One of the road-blocks I hit was "wipers."

The PT Cruiser dash occupies the space previously occupied by the OEM wiper mechanism. The wipers are now located above the windshield. My first attempt at new wipers looked okay, but didn't have the functionality I was really looking for. That first attempt employed rear window wiper assemblies off of two Ford Explorers. I made a "box" for each motor and mounted them above the windows. However, I was pressing my luck to get them to rotate in opposite directions and park correctly and such. So... I moved onto the next option.

Several sellers on the web offer a "Hot Rod Wiper" setup that incorporates a pair of nostalgic looking motors. I bit on the offer and anticipated the arrival of the "answer to my prayers." However... They too can only go one direction. I won't stand for it... lol.

I started an exhaustive web search on wipers. The best option I looked at was a cable-driven kit that separated the motor from the wipers like an old MGB (but promptly said NO WAY when I realized the reliability issues of the MGB wipers). So I "tabled" the wipers dilemma and moved onto other issues.

Anyway, fast-forward a year or so. I was tooling around the local junkyard and realized that several Dodge minivans (1996 - 2007) have wipers that go in opposite directions. BAM! Oh Yeah! Here's my guinea pig! It helps that I get fantastic deals from my local junkyard! :)

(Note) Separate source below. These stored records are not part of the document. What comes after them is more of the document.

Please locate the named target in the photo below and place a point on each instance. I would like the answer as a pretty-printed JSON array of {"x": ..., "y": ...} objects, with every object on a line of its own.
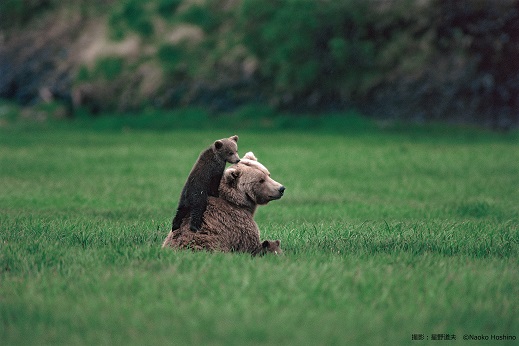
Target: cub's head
[
  {"x": 227, "y": 149},
  {"x": 249, "y": 184}
]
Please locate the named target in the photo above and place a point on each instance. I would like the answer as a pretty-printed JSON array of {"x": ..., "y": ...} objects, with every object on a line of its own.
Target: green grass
[{"x": 386, "y": 234}]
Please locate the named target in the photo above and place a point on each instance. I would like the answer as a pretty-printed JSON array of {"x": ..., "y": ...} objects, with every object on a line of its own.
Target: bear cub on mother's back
[{"x": 203, "y": 181}]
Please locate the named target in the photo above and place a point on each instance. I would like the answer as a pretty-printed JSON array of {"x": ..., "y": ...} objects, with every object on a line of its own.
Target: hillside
[{"x": 424, "y": 60}]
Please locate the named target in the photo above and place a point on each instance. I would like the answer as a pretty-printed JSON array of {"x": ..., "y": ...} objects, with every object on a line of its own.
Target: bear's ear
[
  {"x": 231, "y": 176},
  {"x": 250, "y": 156}
]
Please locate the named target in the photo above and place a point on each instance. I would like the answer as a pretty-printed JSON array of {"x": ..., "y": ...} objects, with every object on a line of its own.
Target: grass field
[{"x": 386, "y": 234}]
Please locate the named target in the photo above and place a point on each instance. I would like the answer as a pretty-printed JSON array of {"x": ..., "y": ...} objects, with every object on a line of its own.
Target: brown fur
[{"x": 228, "y": 223}]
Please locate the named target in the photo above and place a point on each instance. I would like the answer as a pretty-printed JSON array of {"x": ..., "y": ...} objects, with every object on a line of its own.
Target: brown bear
[
  {"x": 203, "y": 181},
  {"x": 228, "y": 224}
]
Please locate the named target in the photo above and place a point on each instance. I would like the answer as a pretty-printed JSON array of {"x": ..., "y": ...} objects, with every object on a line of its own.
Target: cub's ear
[
  {"x": 231, "y": 176},
  {"x": 250, "y": 156}
]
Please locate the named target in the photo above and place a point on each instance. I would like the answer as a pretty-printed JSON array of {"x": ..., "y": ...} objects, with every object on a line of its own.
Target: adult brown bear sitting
[{"x": 228, "y": 223}]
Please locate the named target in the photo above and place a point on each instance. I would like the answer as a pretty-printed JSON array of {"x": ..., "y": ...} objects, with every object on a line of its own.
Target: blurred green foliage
[{"x": 426, "y": 60}]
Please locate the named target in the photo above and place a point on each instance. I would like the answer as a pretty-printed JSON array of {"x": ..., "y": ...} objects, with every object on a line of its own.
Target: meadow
[{"x": 387, "y": 234}]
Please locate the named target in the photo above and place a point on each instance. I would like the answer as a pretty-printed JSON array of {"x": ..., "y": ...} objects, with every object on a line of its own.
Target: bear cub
[{"x": 204, "y": 180}]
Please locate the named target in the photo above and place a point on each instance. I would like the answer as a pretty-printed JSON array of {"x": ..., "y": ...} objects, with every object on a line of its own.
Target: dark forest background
[{"x": 424, "y": 60}]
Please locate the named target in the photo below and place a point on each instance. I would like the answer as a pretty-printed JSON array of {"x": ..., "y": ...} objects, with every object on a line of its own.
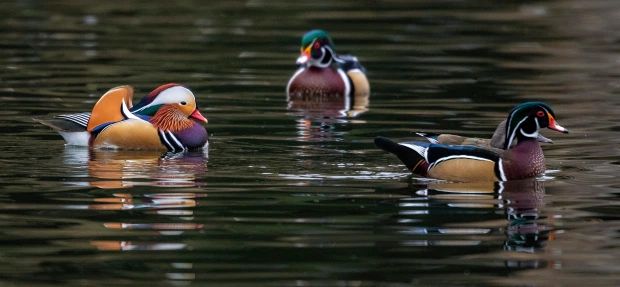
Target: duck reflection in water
[
  {"x": 121, "y": 169},
  {"x": 318, "y": 122},
  {"x": 521, "y": 201},
  {"x": 327, "y": 88}
]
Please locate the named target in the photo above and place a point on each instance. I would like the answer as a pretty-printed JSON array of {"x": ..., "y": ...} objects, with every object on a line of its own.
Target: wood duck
[
  {"x": 326, "y": 80},
  {"x": 166, "y": 119},
  {"x": 520, "y": 156},
  {"x": 496, "y": 141}
]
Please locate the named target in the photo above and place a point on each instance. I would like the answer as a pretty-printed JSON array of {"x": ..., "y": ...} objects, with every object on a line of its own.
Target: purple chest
[
  {"x": 194, "y": 137},
  {"x": 524, "y": 160},
  {"x": 318, "y": 89}
]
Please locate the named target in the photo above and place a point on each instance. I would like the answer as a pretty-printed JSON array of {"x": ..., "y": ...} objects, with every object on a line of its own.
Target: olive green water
[{"x": 288, "y": 199}]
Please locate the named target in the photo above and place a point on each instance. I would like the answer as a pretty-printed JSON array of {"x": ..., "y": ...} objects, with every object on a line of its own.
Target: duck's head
[
  {"x": 317, "y": 49},
  {"x": 171, "y": 107},
  {"x": 526, "y": 119}
]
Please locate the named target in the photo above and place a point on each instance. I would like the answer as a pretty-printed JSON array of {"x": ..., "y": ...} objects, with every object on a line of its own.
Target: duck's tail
[
  {"x": 411, "y": 154},
  {"x": 71, "y": 127}
]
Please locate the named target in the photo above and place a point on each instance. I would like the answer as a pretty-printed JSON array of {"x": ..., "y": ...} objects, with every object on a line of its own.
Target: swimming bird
[
  {"x": 496, "y": 141},
  {"x": 166, "y": 119},
  {"x": 520, "y": 156},
  {"x": 324, "y": 79}
]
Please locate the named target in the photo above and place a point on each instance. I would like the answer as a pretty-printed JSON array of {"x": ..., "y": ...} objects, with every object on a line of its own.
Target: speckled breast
[
  {"x": 318, "y": 89},
  {"x": 525, "y": 160}
]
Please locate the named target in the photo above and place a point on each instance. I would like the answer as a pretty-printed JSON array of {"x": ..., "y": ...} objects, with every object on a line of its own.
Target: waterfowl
[
  {"x": 520, "y": 156},
  {"x": 166, "y": 119},
  {"x": 496, "y": 141},
  {"x": 326, "y": 80}
]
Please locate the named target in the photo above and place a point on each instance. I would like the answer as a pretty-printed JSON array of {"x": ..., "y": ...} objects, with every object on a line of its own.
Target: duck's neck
[
  {"x": 325, "y": 61},
  {"x": 169, "y": 118}
]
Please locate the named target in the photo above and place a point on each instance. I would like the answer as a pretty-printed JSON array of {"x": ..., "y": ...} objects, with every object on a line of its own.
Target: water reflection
[
  {"x": 318, "y": 120},
  {"x": 122, "y": 169},
  {"x": 521, "y": 202},
  {"x": 329, "y": 107}
]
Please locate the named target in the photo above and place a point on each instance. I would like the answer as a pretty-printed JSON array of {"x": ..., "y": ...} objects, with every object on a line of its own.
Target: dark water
[{"x": 284, "y": 198}]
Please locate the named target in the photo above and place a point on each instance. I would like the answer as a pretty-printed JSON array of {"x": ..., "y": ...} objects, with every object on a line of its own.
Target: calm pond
[{"x": 285, "y": 198}]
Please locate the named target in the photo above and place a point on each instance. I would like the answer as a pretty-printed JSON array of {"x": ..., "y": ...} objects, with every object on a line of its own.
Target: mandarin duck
[
  {"x": 166, "y": 119},
  {"x": 520, "y": 156},
  {"x": 325, "y": 80}
]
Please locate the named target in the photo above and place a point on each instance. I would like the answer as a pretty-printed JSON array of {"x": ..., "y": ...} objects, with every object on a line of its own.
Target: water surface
[{"x": 288, "y": 198}]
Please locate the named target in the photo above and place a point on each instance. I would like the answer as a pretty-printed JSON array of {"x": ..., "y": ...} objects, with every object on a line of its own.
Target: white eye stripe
[{"x": 174, "y": 95}]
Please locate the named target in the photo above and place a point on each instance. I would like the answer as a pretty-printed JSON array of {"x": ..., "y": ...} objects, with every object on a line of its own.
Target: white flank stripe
[
  {"x": 347, "y": 89},
  {"x": 288, "y": 86},
  {"x": 502, "y": 174},
  {"x": 176, "y": 140},
  {"x": 166, "y": 142}
]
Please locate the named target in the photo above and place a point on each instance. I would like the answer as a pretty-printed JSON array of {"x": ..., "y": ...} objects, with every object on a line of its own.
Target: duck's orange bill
[
  {"x": 555, "y": 126},
  {"x": 197, "y": 115}
]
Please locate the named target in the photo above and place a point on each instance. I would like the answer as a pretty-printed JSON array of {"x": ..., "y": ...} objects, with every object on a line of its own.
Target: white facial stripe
[
  {"x": 514, "y": 132},
  {"x": 172, "y": 95}
]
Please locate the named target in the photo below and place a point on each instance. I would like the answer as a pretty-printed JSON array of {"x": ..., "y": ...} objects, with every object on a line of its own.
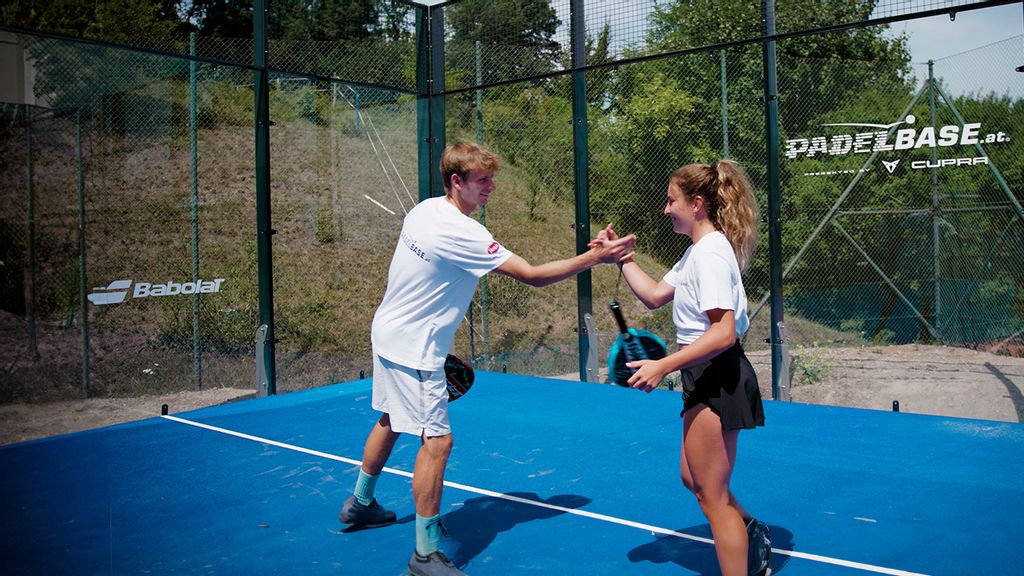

So, with the OEM mech in hand, I happily headed home. After a lot of cutting, welding, changing (general fabbing)... I ended up with OEM style intermittent wipers that will work with the electrics from my donor vehicle of choice (the 2002 Dodge RAM that my engine was scavenged from). If the video uploads correctly, you can see it wiping while attached to our 2006 Dodge Charger (a car now deceased - another very recent change in my life).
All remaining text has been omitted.